The one-minute-long video showed a structure in the middle of a busy roundabout collapsing during an earthquake.
The post surfaced after a morning quake on January 7 killed at least 126 people and injured 188 others when it struck rural, high-altitude Tingri county, about 80 kilometres (50 miles) north of Mount Everest near China’s border with Nepal (archived link).
The China Earthquake Networks Center (CENC) measured the quake’s magnitude as 6.8, while the US Geological Survey reported it as 7.1.
Tremors were also felt in neighbouring Nepal and India, though no casualties were reported.

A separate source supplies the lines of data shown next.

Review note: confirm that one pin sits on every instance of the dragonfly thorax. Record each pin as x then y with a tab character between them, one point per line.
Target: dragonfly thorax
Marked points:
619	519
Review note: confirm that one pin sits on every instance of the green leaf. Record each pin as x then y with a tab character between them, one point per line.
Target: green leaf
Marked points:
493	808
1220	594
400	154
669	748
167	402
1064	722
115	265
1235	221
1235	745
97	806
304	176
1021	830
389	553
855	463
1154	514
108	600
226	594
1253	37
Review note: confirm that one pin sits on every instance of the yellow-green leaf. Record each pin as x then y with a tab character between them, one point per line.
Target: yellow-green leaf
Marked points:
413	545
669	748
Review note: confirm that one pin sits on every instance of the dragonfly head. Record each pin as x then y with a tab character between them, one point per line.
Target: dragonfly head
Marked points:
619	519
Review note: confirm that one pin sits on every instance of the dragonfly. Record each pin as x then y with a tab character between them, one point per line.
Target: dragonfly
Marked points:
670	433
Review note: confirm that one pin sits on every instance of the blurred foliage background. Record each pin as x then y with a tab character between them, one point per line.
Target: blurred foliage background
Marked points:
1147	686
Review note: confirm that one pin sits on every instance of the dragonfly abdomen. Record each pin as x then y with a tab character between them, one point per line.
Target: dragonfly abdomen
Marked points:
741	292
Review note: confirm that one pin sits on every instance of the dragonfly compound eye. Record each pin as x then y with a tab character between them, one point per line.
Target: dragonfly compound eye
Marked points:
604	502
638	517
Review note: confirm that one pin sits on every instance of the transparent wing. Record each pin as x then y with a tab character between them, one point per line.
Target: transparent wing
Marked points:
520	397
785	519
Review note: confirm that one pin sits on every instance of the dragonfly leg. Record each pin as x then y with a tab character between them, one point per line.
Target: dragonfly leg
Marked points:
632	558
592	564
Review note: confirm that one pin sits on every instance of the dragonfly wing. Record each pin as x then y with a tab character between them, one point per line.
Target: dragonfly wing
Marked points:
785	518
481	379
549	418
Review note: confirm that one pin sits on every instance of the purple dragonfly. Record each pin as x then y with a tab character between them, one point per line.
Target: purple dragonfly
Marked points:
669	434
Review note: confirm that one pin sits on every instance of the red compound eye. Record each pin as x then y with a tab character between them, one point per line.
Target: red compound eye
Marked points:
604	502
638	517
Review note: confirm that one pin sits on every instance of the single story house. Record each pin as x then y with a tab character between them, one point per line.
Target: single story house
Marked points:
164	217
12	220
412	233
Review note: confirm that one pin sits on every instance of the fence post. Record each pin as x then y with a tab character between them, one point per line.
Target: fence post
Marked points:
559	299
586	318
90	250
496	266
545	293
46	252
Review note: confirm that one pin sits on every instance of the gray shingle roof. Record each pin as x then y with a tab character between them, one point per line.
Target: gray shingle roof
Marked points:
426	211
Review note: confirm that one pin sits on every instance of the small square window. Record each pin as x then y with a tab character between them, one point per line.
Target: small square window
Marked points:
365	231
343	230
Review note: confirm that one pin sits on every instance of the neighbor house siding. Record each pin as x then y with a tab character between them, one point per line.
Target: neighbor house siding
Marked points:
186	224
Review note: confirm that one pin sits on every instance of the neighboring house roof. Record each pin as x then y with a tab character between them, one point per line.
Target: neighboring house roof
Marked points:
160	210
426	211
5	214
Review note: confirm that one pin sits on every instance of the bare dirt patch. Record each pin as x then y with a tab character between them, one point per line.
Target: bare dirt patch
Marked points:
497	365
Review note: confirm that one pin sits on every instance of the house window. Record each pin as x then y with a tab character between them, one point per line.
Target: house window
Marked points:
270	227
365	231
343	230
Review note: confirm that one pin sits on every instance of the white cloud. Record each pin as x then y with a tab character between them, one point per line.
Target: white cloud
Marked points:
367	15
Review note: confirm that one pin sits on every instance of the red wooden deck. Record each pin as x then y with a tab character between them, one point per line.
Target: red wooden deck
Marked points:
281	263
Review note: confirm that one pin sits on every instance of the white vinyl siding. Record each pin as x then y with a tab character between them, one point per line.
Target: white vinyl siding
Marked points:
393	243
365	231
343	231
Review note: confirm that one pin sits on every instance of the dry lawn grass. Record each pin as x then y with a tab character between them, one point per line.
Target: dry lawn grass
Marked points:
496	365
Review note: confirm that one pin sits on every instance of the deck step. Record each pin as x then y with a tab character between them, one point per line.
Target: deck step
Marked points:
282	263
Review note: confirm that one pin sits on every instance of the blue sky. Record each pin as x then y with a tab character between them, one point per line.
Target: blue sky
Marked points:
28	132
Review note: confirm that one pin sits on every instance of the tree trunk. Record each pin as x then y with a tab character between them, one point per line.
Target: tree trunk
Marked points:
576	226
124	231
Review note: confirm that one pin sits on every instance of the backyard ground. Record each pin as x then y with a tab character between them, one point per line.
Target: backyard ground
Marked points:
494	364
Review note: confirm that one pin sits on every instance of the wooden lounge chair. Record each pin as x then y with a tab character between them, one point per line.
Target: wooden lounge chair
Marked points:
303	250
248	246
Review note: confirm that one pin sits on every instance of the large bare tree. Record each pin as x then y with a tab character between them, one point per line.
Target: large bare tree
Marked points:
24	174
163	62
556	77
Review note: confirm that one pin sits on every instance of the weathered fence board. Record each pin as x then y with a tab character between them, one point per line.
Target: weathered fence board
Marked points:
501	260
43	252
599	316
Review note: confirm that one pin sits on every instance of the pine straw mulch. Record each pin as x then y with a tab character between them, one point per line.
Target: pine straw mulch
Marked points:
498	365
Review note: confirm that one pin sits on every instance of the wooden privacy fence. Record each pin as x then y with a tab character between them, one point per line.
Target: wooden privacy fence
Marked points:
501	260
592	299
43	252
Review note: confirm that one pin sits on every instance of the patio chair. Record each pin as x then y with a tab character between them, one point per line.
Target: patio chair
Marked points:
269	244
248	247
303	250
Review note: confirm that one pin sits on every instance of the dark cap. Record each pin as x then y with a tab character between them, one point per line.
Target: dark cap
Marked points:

Thai news channel One News also published the video here and here as part of its coverage of the deadly earthquake in Tibet. Similar posts falsely claiming the video showed the recent quake were shared in languages such as English, Hindi, Tamil and Spanish.
Old Nepal earthquake
Using a reverse image search of the video’s keyframes, AFP found the same footage published by UK’s The Guardian newspaper on April 30, 2015 (archived link).
The video was titled, “Nepal earthquake causes structure to collapse onto busy roundabout — video”. Its caption added the video was filmed in the capital Kathmandu’s Tripureshwor district.

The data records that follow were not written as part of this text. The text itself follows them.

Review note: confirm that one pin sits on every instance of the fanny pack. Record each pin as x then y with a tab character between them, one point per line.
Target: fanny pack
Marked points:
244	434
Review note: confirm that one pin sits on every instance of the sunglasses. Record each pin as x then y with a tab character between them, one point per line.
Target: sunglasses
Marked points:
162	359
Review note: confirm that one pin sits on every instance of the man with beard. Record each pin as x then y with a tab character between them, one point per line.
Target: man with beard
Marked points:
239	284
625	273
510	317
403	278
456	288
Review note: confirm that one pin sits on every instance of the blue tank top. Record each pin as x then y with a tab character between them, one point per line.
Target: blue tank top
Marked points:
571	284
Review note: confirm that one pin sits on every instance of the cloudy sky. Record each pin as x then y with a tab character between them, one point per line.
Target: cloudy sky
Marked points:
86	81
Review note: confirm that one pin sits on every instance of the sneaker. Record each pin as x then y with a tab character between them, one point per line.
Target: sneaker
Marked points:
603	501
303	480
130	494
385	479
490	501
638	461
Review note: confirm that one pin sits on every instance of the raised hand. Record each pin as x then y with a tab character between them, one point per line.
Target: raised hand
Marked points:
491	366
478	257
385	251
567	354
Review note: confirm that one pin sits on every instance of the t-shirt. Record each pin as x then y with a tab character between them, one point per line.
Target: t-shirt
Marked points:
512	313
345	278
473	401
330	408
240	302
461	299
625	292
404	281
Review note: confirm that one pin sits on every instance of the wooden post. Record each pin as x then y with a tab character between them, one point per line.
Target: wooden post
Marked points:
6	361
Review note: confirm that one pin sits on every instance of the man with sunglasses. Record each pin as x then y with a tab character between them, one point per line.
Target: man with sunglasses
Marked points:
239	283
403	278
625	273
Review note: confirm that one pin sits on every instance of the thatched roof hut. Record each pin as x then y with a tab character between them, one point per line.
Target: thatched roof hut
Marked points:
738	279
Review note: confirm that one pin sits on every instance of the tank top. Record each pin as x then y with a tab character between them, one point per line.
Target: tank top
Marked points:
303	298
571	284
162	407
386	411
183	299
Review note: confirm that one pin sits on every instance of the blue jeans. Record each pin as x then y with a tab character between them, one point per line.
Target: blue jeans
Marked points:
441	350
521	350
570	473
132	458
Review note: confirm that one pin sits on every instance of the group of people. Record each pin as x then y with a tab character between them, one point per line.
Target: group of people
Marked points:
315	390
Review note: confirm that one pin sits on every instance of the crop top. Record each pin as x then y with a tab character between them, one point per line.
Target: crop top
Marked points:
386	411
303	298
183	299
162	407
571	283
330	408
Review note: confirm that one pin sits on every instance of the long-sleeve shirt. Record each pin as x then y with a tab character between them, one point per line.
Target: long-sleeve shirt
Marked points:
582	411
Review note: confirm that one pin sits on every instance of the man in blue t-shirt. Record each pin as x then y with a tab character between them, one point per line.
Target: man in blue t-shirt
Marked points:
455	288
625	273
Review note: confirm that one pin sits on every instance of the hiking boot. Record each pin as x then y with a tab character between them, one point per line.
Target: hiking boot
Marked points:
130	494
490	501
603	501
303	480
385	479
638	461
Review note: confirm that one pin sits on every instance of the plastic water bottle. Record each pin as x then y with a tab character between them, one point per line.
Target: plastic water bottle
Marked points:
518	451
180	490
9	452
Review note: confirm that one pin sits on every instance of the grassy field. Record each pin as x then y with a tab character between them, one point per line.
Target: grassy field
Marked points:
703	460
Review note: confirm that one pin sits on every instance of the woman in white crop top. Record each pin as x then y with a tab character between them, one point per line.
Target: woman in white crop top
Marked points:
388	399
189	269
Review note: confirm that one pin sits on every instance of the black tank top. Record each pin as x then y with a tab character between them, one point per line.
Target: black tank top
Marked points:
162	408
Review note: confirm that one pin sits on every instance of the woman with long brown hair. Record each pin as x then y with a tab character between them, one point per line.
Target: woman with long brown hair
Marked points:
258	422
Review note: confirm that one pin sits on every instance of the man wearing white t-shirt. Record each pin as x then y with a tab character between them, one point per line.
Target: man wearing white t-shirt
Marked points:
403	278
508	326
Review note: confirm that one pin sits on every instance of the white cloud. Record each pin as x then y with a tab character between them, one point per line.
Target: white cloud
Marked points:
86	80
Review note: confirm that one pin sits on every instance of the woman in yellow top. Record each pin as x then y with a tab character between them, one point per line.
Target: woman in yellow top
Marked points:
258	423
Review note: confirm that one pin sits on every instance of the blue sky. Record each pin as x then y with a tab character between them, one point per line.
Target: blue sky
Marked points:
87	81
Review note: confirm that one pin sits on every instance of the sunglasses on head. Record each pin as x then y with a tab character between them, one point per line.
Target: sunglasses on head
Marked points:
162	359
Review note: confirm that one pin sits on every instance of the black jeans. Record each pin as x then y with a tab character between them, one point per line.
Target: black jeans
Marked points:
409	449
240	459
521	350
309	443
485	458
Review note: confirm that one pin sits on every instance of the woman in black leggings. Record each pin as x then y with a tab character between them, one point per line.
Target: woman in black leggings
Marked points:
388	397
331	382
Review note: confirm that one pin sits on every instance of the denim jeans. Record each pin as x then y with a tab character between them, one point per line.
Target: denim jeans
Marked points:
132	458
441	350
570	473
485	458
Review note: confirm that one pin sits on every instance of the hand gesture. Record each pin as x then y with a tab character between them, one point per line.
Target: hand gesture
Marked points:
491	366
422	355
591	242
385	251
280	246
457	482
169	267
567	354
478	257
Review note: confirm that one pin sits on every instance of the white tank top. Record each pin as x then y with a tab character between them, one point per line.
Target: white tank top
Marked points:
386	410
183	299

Below is a screenshot comparison between the false post (left) and the footage shared by the Guardian (right):
A timestamp reading “2015-04-25” can also be seen at the video’s top right corner:
Nearly 9,000 people died and more than 22,000 were injured in 2015 when a 7.8-magnitude quake struck Nepal, destroying more than half a million homes.
It damaged or destroyed nearly 8,000 schools, leaving almost one million children without classrooms.
Hundreds of monuments and royal palaces — including the Kathmandu Valley’s UNESCO World Heritage sites — that had drawn visitors from around the world were destroyed in a major blow to tourism.
AFP was able to confirm the location of the video by comparing a keyframe with a photo of the roundabout in Kathmandu geotagged on Google Maps (archived link).
Below is a screenshot comparison of the falsely shared video (left) and the photo geotagged on Google Maps (right):
Euro News also shared the same footage on its YouTube channel on April 30, 2015 (archived link).
Following the earthquake in Tibet, social media was awash with misrepresented images debunked by AFP.